Ainsi, si Buffon, a bien abordé la question des origines de la Terre et des planètes, il
l’a très clairement traitée sur un plan épistémologiquement différent de la théorie de la Terre.
On peut cependant remarquer que, dans les détails, Buffon ne respecte pas toujours la
distinction qu’il a formulée, et qu’en 1778, dans Des Époques de la Nature, il propose un
autre scénario de l’histoire de la Terre, en sept époques (la première étant la formation des
planètes et la septième correspondant à l’apparition de l’homme). Cette fois, il n’est plus du
tout question d’une séparation entre le traitement scientifique des événements anciens et des
faits répétitifs. Les historiens débattent pour savoir si on peut considérer que Buffon a
introduit l’histoire (au sens temporel) dans les sciences de la Terre entre 1749 et 1778 ; en
tout cas, en 1778, on voit qu’il n’est plus guère question des distinctions épistémologiques
établies quarante ans plus tôt, qui ont complètement volé en éclat.

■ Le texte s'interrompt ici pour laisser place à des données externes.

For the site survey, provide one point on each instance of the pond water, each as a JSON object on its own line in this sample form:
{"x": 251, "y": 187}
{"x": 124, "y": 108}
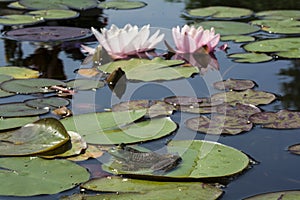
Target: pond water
{"x": 276, "y": 169}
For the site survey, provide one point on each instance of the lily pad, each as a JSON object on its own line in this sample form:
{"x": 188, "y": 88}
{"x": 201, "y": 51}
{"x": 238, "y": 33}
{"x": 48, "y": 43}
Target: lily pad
{"x": 29, "y": 86}
{"x": 15, "y": 122}
{"x": 85, "y": 84}
{"x": 234, "y": 84}
{"x": 219, "y": 124}
{"x": 35, "y": 176}
{"x": 126, "y": 188}
{"x": 50, "y": 102}
{"x": 250, "y": 57}
{"x": 10, "y": 20}
{"x": 279, "y": 14}
{"x": 283, "y": 119}
{"x": 48, "y": 33}
{"x": 248, "y": 96}
{"x": 238, "y": 38}
{"x": 151, "y": 70}
{"x": 200, "y": 159}
{"x": 287, "y": 26}
{"x": 121, "y": 4}
{"x": 20, "y": 110}
{"x": 229, "y": 28}
{"x": 154, "y": 108}
{"x": 283, "y": 195}
{"x": 54, "y": 14}
{"x": 19, "y": 72}
{"x": 220, "y": 12}
{"x": 34, "y": 138}
{"x": 59, "y": 4}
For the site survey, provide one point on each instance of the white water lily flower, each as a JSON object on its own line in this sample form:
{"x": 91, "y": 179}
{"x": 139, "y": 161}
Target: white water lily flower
{"x": 121, "y": 42}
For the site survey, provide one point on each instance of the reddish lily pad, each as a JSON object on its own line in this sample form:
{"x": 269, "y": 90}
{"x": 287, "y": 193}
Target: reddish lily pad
{"x": 48, "y": 33}
{"x": 283, "y": 119}
{"x": 219, "y": 124}
{"x": 248, "y": 96}
{"x": 154, "y": 108}
{"x": 234, "y": 84}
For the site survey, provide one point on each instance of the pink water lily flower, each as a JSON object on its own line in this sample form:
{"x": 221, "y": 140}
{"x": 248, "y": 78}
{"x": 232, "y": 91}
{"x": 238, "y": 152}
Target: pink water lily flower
{"x": 189, "y": 39}
{"x": 130, "y": 40}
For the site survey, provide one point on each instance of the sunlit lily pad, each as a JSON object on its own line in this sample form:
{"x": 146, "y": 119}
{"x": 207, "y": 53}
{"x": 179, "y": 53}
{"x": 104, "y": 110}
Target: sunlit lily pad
{"x": 250, "y": 57}
{"x": 50, "y": 102}
{"x": 28, "y": 176}
{"x": 59, "y": 4}
{"x": 19, "y": 72}
{"x": 54, "y": 14}
{"x": 220, "y": 12}
{"x": 34, "y": 138}
{"x": 19, "y": 20}
{"x": 20, "y": 110}
{"x": 126, "y": 188}
{"x": 85, "y": 84}
{"x": 122, "y": 4}
{"x": 28, "y": 86}
{"x": 228, "y": 27}
{"x": 219, "y": 124}
{"x": 283, "y": 119}
{"x": 248, "y": 96}
{"x": 200, "y": 159}
{"x": 234, "y": 84}
{"x": 154, "y": 108}
{"x": 151, "y": 70}
{"x": 280, "y": 45}
{"x": 48, "y": 33}
{"x": 238, "y": 38}
{"x": 283, "y": 195}
{"x": 279, "y": 14}
{"x": 286, "y": 26}
{"x": 15, "y": 122}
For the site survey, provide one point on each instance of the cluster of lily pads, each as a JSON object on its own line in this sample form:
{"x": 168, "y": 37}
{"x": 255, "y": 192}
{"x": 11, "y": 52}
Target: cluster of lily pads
{"x": 32, "y": 147}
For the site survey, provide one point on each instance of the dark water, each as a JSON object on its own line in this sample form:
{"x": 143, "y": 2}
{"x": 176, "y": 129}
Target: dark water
{"x": 277, "y": 169}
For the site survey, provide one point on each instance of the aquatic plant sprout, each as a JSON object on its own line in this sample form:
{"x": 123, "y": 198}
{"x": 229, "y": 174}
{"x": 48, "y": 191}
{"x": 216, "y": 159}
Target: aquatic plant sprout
{"x": 130, "y": 40}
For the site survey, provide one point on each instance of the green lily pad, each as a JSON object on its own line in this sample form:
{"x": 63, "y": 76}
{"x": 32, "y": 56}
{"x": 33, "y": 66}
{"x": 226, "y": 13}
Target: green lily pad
{"x": 29, "y": 86}
{"x": 127, "y": 188}
{"x": 283, "y": 195}
{"x": 238, "y": 38}
{"x": 228, "y": 27}
{"x": 250, "y": 57}
{"x": 234, "y": 84}
{"x": 121, "y": 4}
{"x": 279, "y": 14}
{"x": 10, "y": 20}
{"x": 35, "y": 176}
{"x": 15, "y": 122}
{"x": 50, "y": 102}
{"x": 219, "y": 124}
{"x": 54, "y": 14}
{"x": 85, "y": 84}
{"x": 283, "y": 119}
{"x": 280, "y": 45}
{"x": 20, "y": 110}
{"x": 154, "y": 108}
{"x": 118, "y": 127}
{"x": 286, "y": 26}
{"x": 59, "y": 4}
{"x": 220, "y": 12}
{"x": 151, "y": 70}
{"x": 34, "y": 138}
{"x": 248, "y": 96}
{"x": 200, "y": 159}
{"x": 48, "y": 33}
{"x": 19, "y": 72}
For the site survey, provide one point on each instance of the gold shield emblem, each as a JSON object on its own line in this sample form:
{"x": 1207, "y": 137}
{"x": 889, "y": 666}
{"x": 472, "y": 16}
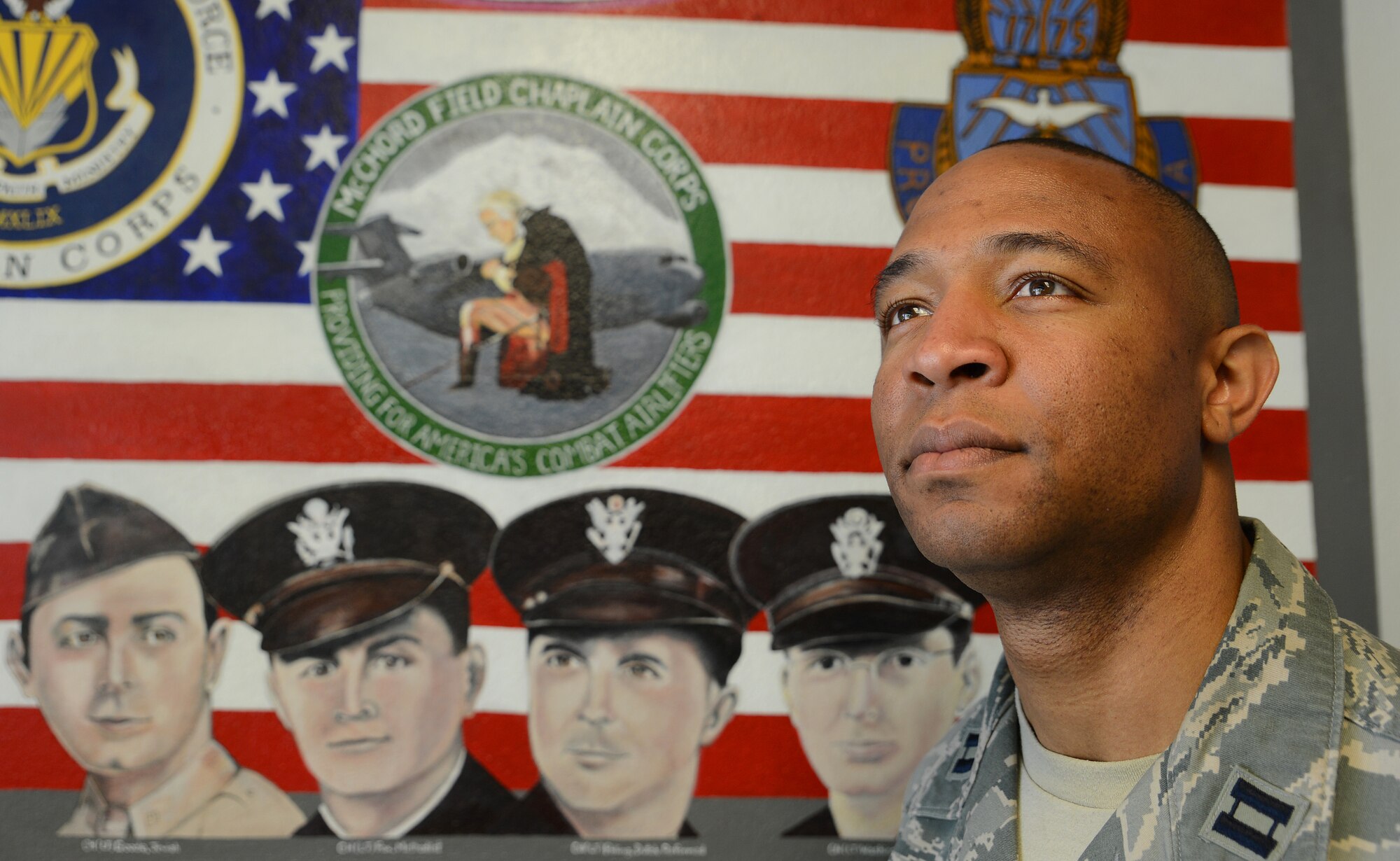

Cette exemple illustre donc à la fois les problèmes épistémologiques tout à fait
particuliers qui se posent dans les sciences historiques et notamment dans les études sur les
origines de l’univers, du système solaire ou de la vie, mais aussi la difficulté d’établir des
principes épistémologiques et méthodologiques clairs et de s’y tenir. On peut espérer que les
sciences humaines et sociales, sans prétendre apporter des réponses toutes faites aux
spécialistes de ces disciplines, peuvent les aider à enrichir leur réflexion à ce sujet.